For A-1 cruelty a certain kind
of saccharine is necessary, not the white
stuff stirred in coffee but the crystals
sprinkled over purpose: the melting
smile or wet-eyed look of sympathy
right before the shiv in the ribs.
Once I knew a woman
who took pleasure in playing
sweet old lady, leaving burnt fingers
where a handshake used to be, the victim
left staring into space, puzzling
over what was heard that managed
to cut to the quick so quickly. Words—
cruel words, out-for-blood words,
snob-tinted and dagger words,
wielded as artfully as a surgeon’s
first swipe, knowing just where, under
the ribbon of blood, one’s vulnerability lies,
that soft spot cowering under the skin.
She always wore a red hat, a floppy
doodad on its brim to look quirky,
which is to say “interesting.” And I’m
reminded of the Australian pitcher plant,
its lipstick-red rim or the red-veined
cobra lily, first cousin to the venus flytrap
that attracts the unsuspecting into its
lethal pods.
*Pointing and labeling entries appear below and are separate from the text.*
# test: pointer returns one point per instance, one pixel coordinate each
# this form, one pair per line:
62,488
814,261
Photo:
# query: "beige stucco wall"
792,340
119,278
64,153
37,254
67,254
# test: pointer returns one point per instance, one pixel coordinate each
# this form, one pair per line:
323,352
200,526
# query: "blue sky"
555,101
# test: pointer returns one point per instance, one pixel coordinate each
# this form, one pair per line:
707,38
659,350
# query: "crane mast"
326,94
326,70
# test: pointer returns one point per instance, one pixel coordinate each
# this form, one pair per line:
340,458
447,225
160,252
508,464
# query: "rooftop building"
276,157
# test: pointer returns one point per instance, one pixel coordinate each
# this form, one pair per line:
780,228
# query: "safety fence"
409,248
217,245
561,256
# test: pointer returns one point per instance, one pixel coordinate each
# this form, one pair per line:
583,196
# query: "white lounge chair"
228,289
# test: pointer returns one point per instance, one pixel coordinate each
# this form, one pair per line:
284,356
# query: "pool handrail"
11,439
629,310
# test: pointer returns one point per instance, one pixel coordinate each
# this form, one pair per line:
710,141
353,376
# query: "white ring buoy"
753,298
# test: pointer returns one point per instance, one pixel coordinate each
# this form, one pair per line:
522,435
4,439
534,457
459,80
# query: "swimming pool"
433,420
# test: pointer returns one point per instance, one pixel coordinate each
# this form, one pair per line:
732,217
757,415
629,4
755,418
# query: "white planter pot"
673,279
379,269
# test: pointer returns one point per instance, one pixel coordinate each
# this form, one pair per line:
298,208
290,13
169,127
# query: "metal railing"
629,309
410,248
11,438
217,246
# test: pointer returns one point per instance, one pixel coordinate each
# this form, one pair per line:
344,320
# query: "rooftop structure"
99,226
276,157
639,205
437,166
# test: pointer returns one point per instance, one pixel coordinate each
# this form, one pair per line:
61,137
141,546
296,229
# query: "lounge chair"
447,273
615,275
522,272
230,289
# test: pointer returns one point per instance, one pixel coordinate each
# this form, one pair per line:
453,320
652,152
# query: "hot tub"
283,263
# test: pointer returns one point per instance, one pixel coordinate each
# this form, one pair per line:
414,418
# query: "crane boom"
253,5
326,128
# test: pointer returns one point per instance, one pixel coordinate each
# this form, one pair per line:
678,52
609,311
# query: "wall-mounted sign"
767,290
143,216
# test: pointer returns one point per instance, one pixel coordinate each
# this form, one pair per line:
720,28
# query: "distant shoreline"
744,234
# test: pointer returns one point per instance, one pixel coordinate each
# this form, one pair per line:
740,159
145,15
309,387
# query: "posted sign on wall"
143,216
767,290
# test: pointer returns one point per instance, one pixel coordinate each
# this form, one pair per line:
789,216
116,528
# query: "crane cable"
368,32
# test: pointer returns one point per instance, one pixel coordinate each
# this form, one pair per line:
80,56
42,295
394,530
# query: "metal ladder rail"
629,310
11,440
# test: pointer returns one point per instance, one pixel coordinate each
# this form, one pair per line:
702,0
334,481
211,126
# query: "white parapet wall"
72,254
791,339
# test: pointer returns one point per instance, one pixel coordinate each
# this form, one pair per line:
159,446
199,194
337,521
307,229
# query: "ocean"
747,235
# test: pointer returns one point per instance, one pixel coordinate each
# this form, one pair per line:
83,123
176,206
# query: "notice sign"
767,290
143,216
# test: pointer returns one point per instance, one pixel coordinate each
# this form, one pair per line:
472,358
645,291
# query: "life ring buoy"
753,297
Then eats them alive.
Confidentially Pink
When I stepped down from the train
and he wasn’t there
I didn’t panic. I knew he’d come
for I had dressed in pink—
a morning bud. An invitation.
When I was a child, Grandma
sent me home with armloads of pinks.
Peonies—blowsy blossoms to bury
a face in. Buds, hard as knuckles
and sticky with juice, aching to open.
Sweetness she’d call me, as if she saw
in advance that day in the forest where
he took me—lying together under May’s
first green—pressing himself to my need
as if to absorb me and all my pinks.
A time wished for, hoped for, long
before stepping off that train: an armful
wrapped in blush, a present of pink.
Years have passed since that day,
but despite my talent for making things up,
I can’t spin those hours any differently—
that day making up for so many
before and afters. A bounty that stands
like a lighthouse in memory, sweeping
its bright beam over all the rest, even when
peonies crawl with ants or when they droop—
as they do now—too old and heavy for their necks.